In case of investment in equity shares
a) For subsidiaries, associates and joint ventures: Investments in equity instruments are carried at deemed cost. The value is tested for impairment on periodical basis. Impairment, if any, is charged to the Statement of Profit and Loss.
The Company has adopted policy to carry out fair value of its Investments at the earlier of 24 months or a Significant Change in Business Circumstances.
Debt instruments:
Debt instruments are measured at amortised cost. Assets that are held for collection of contractual cash flows where those cash flows represent solely payment of principal and interest are measured at amortised cost. A gain or loss on a debt instrument that is subsequently measured at amortised cost is recognised as profit or loss when the asset is derecognised or impaired. Interest income from these financial assets is included as part of other income using the effective interest rate method.
Other:
Trade receivables, Advances, Security Deposits, Cash and cash equivalents etc., are reclassified for measurement at amortised cost.
Impairment: The Company assesses at each reporting date whether a financial asset (or a group of financial assets) such as investments, trade receivables, advances and security deposits held at amortised cost and financial assets that are measured at fair value through other comprehensive income are tested for impairment based on evidence or information that is available without undue cost or effort. Expected credit losses are assessed and loss allowances recognised if the credit quality of the financial asset has deteriorated significantly since its initial recognition.
Reclassification: When and only when the business model is changed, the Company shall reclassify all affected financial assets prospectively from the reclassification date as subsequently measured at amortised cost, fair value through other comprehensive income, fair value through profit or loss without restating the previously recognised gains, losses or interest and in terms of the reclassification principles laid down in the Ind AS relating to Financial Instruments.
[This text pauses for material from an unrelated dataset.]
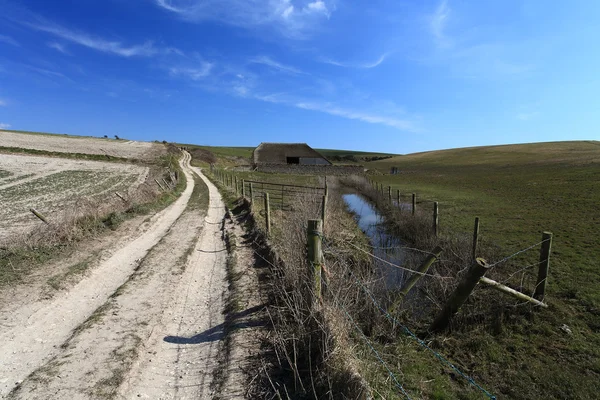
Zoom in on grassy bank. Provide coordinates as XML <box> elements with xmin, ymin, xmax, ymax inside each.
<box><xmin>365</xmin><ymin>141</ymin><xmax>600</xmax><ymax>398</ymax></box>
De-recognition: Financial assets are derecognised when the right to receive cash flows from the assets has expired, or has been transferred, and the Company has transferred substantially all of the risks and rewards of ownership. Concomitantly, if the asset is one that is measured at:
(a.) amortised cost, the gain or loss is recognised in the Statement of Profit and Loss;
(b.) fair value through other comprehensive income, the cumulative fair value adjustments previously taken to reserves are reclassified to the Statement ofProfit and Loss unless the asset represents an equity investment in which case the cumulative fair value adjustments previously taken to reserves is reclassified within equity.
Financial Liabilities
Initial and subsequent recognition: Borrowings, trade payables and other financial liabilities are initially recognised at the value of the respective contractual obligations. They are subsequently measured at amortised cost. Any discount or premium on redemption / settlement is recognised in the Statement of Profit and Loss as finance cost over the life of the liability using the effective interest method and adjusted to the liability figure disclosed in the Balance Sheet.
De-recognition: Financial liabilities are derecognised when the liability is extinguished, that is, when the contractual obligation is discharged, cancelled and settled on expiry.
Offsetting Financial Instruments
Financial assets and liabilities are offset and the net amount is included in the Balance Sheet where there is a legally enforceable right to offset the recognised amounts and there is an intention to settle on a net basis or realise the asset and settle the liability simultaneously.
Equity Instruments
Equity instruments are recognised at the value of the proceeds, net of direct costs of the capital issue.